Reader I.Popoff had a strong warning in response to Bottom Line’s To Burn Fat, Pair Green Tea With Your Exercise: “Green tea should be avoided by pregnant women or those trying to become pregnant. It inhibits conversion of folic acid to folate, which in turn increases risk for the birth defect spina bifida. Additionally, green tea extracts should probably be avoided by everyone because of toxicity to the liver.”

Is it true? Could green tea, linked to so many health benefits ranging from cardiovascular health to preventing dementia to weight loss, actually be bad for pregnant women and green tea extracts bad for everyone?

For more information, we checked with obstetrician Shannon Clark, MD, MMS, an associate professor in the division of maternal-fetal medicine at University of Texas Medical Branch at Galveston, and with Health Insider’s medical contributor, naturopathic doctor Andrew Rubman, ND. Here’s what they said…

PREGNANCY AND GREEN TEA

Adequate folate in the months before pregnancy and during the first trimester is indeed critical in reducing the likelihood of neural tube defects such as spina bifida. And it’s true that tea, particularly green tea, contains catechins, antioxidants that have an inhibitory effect on an enzyme that converts folic acid to folate, the active form that the body uses.

However, according to Dr. Clark, the most current research does not find that drinking green tea decreases levels of folate concentration in pregnant women. Additionally, any woman who is pregnant or may become pregnant should be taking a supplement that contains 400 mcg of folic acid/folate, which will further protect her. One caveat: Pregnant women should limit their caffeine intake to no more than 200 mg per day, says Dr. Clark. (There is conflicting evidence that higher levels may increase miscarriage risk.) That’s what’s in about two or three cups of green tea.

Bottom line: Green tea in moderation is safe for pregnant women.

EXTRACT CONCERNS

There have been reports of liver injury and even liver failure linked to green tea extracts, says Dr. Rubman. Green tea is not a concern, he emphasizes.

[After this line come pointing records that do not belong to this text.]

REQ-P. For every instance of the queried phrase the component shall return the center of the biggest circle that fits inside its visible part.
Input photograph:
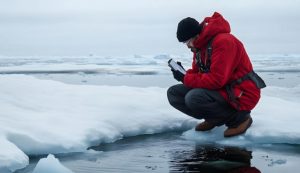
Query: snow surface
(137, 64)
(50, 165)
(45, 116)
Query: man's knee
(197, 97)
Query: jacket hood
(212, 26)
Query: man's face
(190, 43)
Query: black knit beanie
(188, 28)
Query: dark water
(168, 152)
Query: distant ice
(137, 64)
(50, 165)
(45, 116)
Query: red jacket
(229, 61)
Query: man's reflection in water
(213, 160)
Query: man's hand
(178, 75)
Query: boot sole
(248, 125)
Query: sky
(147, 27)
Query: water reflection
(208, 159)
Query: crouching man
(221, 87)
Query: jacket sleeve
(223, 64)
(194, 68)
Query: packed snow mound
(50, 165)
(44, 116)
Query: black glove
(178, 75)
(179, 63)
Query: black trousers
(205, 104)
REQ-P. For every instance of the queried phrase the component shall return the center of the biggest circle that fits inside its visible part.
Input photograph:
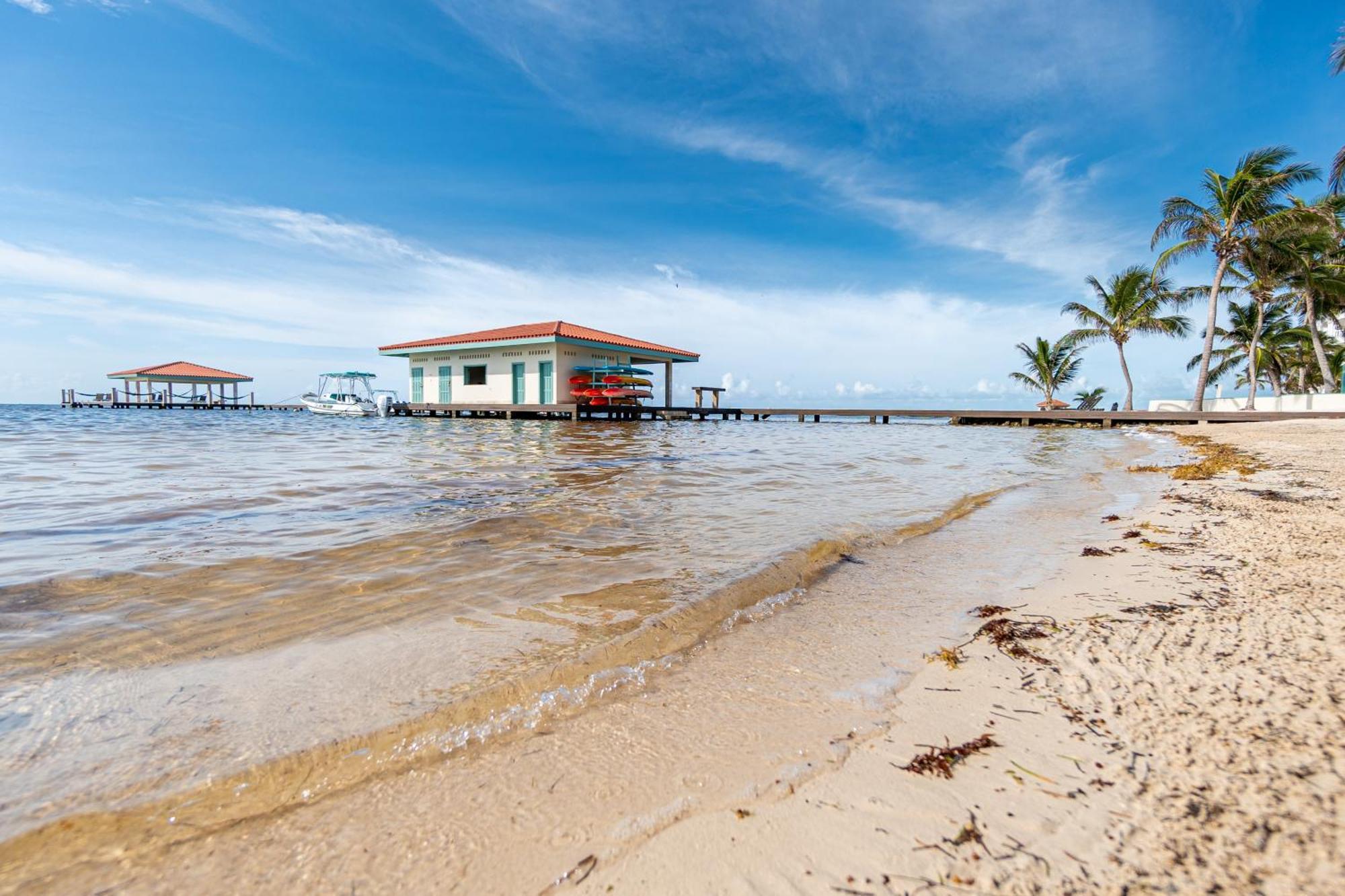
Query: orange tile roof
(181, 369)
(547, 329)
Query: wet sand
(1184, 732)
(1179, 727)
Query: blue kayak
(618, 369)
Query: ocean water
(254, 608)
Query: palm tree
(1269, 261)
(1246, 326)
(1089, 399)
(1235, 209)
(1050, 365)
(1317, 274)
(1339, 67)
(1130, 304)
(1280, 338)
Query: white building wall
(500, 372)
(1265, 401)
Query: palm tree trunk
(1203, 377)
(1252, 357)
(1277, 381)
(1311, 309)
(1125, 372)
(1336, 321)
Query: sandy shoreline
(1187, 735)
(1180, 729)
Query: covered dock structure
(174, 384)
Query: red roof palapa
(541, 330)
(182, 370)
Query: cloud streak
(871, 65)
(336, 283)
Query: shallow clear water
(188, 595)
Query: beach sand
(1186, 732)
(1176, 728)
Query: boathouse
(524, 365)
(178, 381)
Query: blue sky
(860, 202)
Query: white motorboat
(349, 395)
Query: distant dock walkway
(116, 399)
(1104, 419)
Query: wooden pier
(165, 401)
(1104, 419)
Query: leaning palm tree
(1130, 304)
(1243, 339)
(1317, 274)
(1339, 67)
(1048, 366)
(1235, 208)
(1269, 260)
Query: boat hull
(341, 408)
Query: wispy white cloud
(40, 7)
(874, 65)
(322, 282)
(1038, 221)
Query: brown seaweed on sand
(1217, 458)
(941, 760)
(952, 657)
(1008, 634)
(985, 611)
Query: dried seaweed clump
(1008, 634)
(1215, 458)
(952, 657)
(985, 611)
(941, 760)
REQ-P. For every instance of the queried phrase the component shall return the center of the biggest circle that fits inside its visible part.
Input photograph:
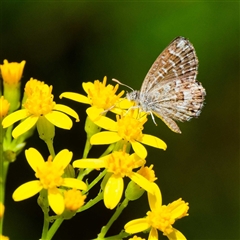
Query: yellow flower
(73, 199)
(99, 95)
(119, 164)
(4, 107)
(50, 178)
(161, 217)
(128, 127)
(148, 173)
(136, 238)
(39, 103)
(12, 72)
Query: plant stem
(54, 228)
(114, 217)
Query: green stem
(114, 217)
(95, 181)
(91, 202)
(87, 148)
(53, 229)
(43, 203)
(3, 174)
(50, 147)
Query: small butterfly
(170, 89)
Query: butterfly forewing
(177, 60)
(170, 89)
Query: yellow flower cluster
(57, 183)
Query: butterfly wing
(170, 89)
(177, 60)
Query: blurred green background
(67, 43)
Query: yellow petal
(56, 201)
(95, 114)
(89, 163)
(155, 198)
(86, 86)
(137, 225)
(139, 149)
(75, 97)
(63, 158)
(153, 235)
(176, 235)
(68, 110)
(74, 183)
(59, 119)
(34, 158)
(142, 182)
(24, 126)
(113, 191)
(27, 190)
(104, 138)
(153, 141)
(14, 117)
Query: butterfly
(170, 90)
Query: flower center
(130, 128)
(39, 97)
(73, 199)
(50, 174)
(148, 173)
(120, 163)
(104, 96)
(161, 219)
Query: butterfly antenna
(115, 80)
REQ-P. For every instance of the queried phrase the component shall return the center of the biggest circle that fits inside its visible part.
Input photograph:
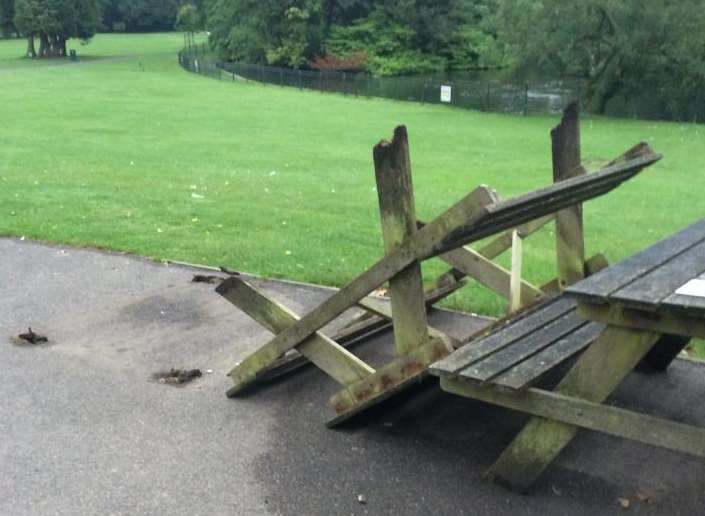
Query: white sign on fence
(445, 93)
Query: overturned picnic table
(407, 243)
(640, 312)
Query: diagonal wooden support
(388, 380)
(398, 217)
(493, 276)
(478, 215)
(326, 354)
(596, 374)
(589, 415)
(420, 245)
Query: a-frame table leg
(595, 375)
(398, 218)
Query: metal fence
(547, 97)
(484, 95)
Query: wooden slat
(598, 287)
(667, 321)
(474, 217)
(530, 370)
(328, 355)
(493, 276)
(647, 291)
(505, 336)
(576, 412)
(382, 307)
(532, 205)
(596, 374)
(519, 350)
(422, 243)
(515, 281)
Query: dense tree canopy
(7, 18)
(396, 36)
(618, 47)
(139, 15)
(54, 22)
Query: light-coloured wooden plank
(423, 243)
(326, 354)
(398, 218)
(382, 307)
(486, 272)
(387, 380)
(515, 282)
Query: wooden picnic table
(646, 309)
(660, 289)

The ingredient in questions is, again, catechins. In small amounts they act as antioxidants and are responsible for many of green tea’s health benefits, but in large concentrated doses, they can harm the liver. To put it in perspective, the American College of Gastroenterology recommends a daily limit of 500 milligrams (mg) of catechins. One cup of green tea may have between 50 mg and 150 mg, and in the study we reported, the subjects took either standardized green tea extract totaling only 375 mg or a placebo. In contrast, some supplements, such as those sold for weight loss, contain as much as 700 mg in a single pill—and the labels recommend taking several pills a day.

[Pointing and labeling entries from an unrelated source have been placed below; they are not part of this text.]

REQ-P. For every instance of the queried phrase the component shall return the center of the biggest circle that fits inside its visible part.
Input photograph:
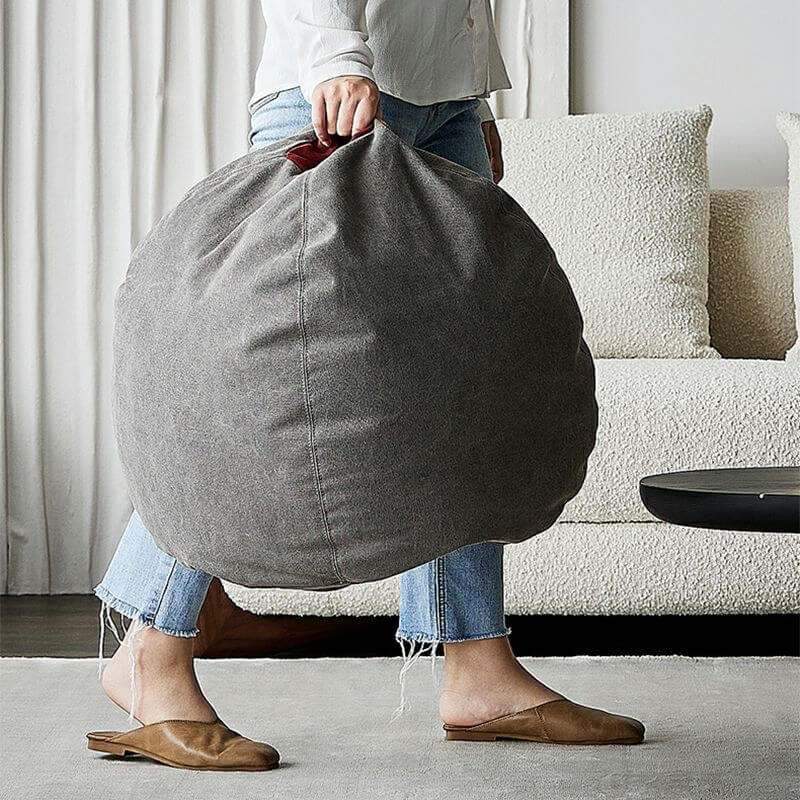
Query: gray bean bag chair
(331, 370)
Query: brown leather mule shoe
(188, 744)
(557, 722)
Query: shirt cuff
(484, 111)
(333, 69)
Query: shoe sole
(124, 750)
(478, 736)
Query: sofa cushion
(789, 126)
(623, 199)
(750, 302)
(665, 415)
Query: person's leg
(151, 675)
(458, 599)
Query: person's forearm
(330, 40)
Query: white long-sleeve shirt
(421, 51)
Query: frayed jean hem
(416, 636)
(139, 620)
(135, 614)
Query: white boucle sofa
(607, 554)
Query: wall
(741, 57)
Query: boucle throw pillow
(328, 373)
(789, 126)
(624, 201)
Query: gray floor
(716, 728)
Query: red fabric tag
(309, 154)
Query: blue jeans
(456, 597)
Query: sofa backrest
(750, 298)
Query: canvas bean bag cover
(333, 366)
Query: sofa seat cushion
(666, 415)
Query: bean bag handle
(307, 155)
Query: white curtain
(111, 110)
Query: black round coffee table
(751, 499)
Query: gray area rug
(716, 728)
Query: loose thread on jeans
(409, 659)
(133, 629)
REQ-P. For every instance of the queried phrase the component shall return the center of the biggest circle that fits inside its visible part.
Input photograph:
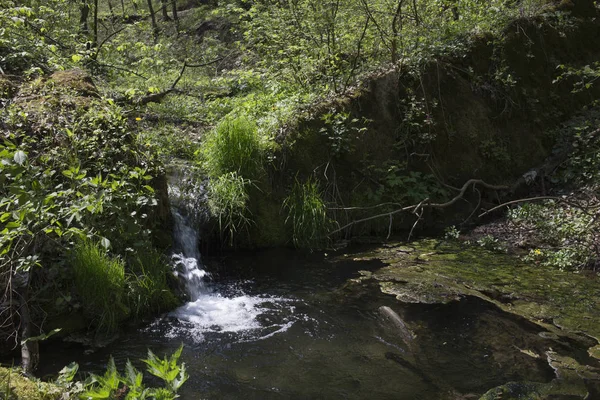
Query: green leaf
(104, 242)
(20, 157)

Dr. Rubman is particularly concerned about “enhanced” products—those that combine green tea extracts with other, often undisclosed, ingredients, which may be harmful on their own as well. While extracts made from whole tea leaves, consumed in doses that are consistent with normal daily use, are likely to be safer, he still favors the beverage. “The best advice is to drink brewed green tea rather than use extracts,” he says. “This practice has been followed safely by the Japanese, including pregnant and nursing women, for centuries.”

Bottom line: Skip the extracts—drink green tea instead.